Les députés ont adopté, en ce triste mois de janvier, en première lecture, une proposition de loi créant un nouveau délit dans le code pénal pour protéger le « secret des affaires ».
Une même idée avait déjà émergé en janvier 2012 et abouti au vote, en première lecture seulement, d’un texte aux mêmes desseins, avant que l’actualité n’ait poussé les parlementaires à d’autres chantiers.
Cette fois, la « violation du secret des affaires » sera punie d'une peine maximale de trois ans de prison et de 375 000 euros en sus des dommages-intérêts au profit de la partie civile.
En 2012, le rapporteur du premier texte, Bernard Carayon, avait précisé en séance que « Protéger le secret des affaires, c'est protéger des emplois, des technologies sensibles, des investissements, lutter contre la désindustrialisation et, dans certains cas, garantir nos indépendances dans les secteurs stratégiques ».
Il ne s’agit plus donc d’instaurer une sorte de cachet « Confidentiel » à appliquer officiellement sur les documents jugés importants par les entreprises. Jusqu’ici, en France, les indications de ce type n’ont en effet pas de véritable statut juridique.
Désormais, le texte dispose qu‘« Est protégée au titre du secret des affaires, indépendamment de son incorporation à un support, toute information :
« 1° Qui ne présente pas un caractère public en ce qu’elle n’est pas, en elle-même ou dans l’assemblage de ses éléments, généralement connue ou aisément accessible à une personne agissant dans un secteur ou un domaine d’activité traitant habituellement de ce genre d’information ;
« 2° Qui, notamment en ce qu’elle est dénuée de caractère public, s’analyse comme un élément à part entière du potentiel scientifique et technique, des positions stratégiques, des intérêts commerciaux et financiers ou de la capacité concurrentielle de son détenteur et revêt en conséquence une valeur économique ;
« 3° Qui fait l’objet de mesures de protection raisonnables, compte tenu de sa valeur économique et des circonstances, pour en conserver le caractère non public. »

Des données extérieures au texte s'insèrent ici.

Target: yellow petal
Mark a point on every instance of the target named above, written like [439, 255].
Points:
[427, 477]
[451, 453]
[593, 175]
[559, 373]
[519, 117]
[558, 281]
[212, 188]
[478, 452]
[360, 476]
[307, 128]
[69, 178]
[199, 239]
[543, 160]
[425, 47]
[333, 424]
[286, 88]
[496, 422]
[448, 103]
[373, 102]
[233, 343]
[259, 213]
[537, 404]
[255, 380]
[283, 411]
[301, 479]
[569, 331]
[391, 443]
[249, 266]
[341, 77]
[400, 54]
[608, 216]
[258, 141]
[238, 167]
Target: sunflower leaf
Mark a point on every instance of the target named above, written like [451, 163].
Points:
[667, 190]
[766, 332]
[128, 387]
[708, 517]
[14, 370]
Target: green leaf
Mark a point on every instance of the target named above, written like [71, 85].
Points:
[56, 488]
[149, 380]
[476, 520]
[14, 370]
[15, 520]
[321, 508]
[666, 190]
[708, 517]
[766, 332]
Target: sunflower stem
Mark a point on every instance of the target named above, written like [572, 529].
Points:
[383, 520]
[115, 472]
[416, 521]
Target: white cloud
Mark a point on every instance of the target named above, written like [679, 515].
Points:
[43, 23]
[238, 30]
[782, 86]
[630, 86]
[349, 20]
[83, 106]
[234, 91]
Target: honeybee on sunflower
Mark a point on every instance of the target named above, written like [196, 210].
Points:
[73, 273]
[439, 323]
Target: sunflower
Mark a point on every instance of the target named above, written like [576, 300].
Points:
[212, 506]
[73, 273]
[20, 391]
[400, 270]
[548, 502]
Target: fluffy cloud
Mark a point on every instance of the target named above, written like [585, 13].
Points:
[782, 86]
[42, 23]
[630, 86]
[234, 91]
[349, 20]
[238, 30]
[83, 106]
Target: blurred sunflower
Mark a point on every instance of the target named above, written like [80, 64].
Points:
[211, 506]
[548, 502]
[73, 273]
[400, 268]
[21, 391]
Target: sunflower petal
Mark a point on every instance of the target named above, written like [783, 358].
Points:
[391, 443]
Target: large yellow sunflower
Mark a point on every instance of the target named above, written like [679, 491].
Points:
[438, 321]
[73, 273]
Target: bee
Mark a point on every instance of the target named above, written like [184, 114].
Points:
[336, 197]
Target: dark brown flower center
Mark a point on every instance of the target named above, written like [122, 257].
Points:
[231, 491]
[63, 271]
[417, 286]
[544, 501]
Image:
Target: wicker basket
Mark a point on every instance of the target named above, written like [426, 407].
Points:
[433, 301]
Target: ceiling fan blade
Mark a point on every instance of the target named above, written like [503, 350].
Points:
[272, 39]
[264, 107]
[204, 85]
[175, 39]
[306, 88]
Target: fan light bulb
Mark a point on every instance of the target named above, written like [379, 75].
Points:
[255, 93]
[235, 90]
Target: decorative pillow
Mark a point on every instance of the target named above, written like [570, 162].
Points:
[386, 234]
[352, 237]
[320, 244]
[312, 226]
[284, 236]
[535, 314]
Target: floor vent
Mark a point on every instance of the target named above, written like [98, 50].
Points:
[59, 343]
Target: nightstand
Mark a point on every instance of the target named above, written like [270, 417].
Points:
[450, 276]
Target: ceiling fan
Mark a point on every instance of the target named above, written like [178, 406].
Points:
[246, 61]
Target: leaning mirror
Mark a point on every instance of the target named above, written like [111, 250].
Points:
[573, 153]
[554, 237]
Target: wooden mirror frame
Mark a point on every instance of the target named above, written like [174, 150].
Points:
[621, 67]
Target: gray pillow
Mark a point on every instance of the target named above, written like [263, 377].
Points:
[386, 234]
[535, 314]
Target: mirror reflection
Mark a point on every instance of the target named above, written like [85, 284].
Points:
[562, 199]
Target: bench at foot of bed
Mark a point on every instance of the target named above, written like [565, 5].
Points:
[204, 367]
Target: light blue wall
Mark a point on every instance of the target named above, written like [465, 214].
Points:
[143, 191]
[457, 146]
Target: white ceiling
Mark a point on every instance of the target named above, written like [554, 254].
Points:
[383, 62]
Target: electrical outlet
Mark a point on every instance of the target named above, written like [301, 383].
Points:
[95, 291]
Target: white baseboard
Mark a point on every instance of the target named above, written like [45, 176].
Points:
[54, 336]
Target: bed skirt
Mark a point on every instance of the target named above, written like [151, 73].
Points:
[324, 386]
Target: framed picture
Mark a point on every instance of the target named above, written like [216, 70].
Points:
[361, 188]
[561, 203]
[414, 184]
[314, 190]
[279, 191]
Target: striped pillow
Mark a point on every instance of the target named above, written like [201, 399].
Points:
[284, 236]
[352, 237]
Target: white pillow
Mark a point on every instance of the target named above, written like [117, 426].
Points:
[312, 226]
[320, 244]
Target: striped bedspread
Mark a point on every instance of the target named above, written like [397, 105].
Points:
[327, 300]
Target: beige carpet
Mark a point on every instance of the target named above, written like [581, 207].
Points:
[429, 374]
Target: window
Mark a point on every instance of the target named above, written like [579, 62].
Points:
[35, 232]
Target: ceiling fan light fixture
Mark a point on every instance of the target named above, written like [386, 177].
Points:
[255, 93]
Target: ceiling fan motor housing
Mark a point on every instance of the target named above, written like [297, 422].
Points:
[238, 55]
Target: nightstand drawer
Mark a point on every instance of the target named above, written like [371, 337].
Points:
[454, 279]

Rappelons que le secret des correspondances, prévu notamment à l’article 226-15 du Nouveau Code pénal, vise seulement le « fait, commis de mauvaise foi, d’ouvrir, de supprimer, de retarder ou de détourner des correspondances », y compris par une personne dépositaire de l’autorité publique ou chargée d’une mission de service public.
Par ailleurs, il existait déjà un secret des affaires puisque l'article 10 de l’ordonnance du 28 septembre 1967, sanctionne l’utilisation abusive d’informations privilégiées.
La nouvelle disposition est cependant bien plus claire et coercitive, même s’il faut encore ciseler les modalités pratiques pour que les entreprises, en butte à la concurrence, puissent braver le déshonneur public qui consiste à arguer qu’elles ont été espionnées.
Il est prévu un article 35 visant à amender la loi du 20 juillet 1881, dite « sur la liberté de la presse », permettant aux journalistes de dénoncer des « infractions éventuellement commises par une entreprise ».
Restent la question des livres portant sur… les « affaires », la finance, les industries polluantes. Et celle, bien entendu, des lanceurs d’alertes, qui ne bénéficient en France d’aucun statut juridique spécifique.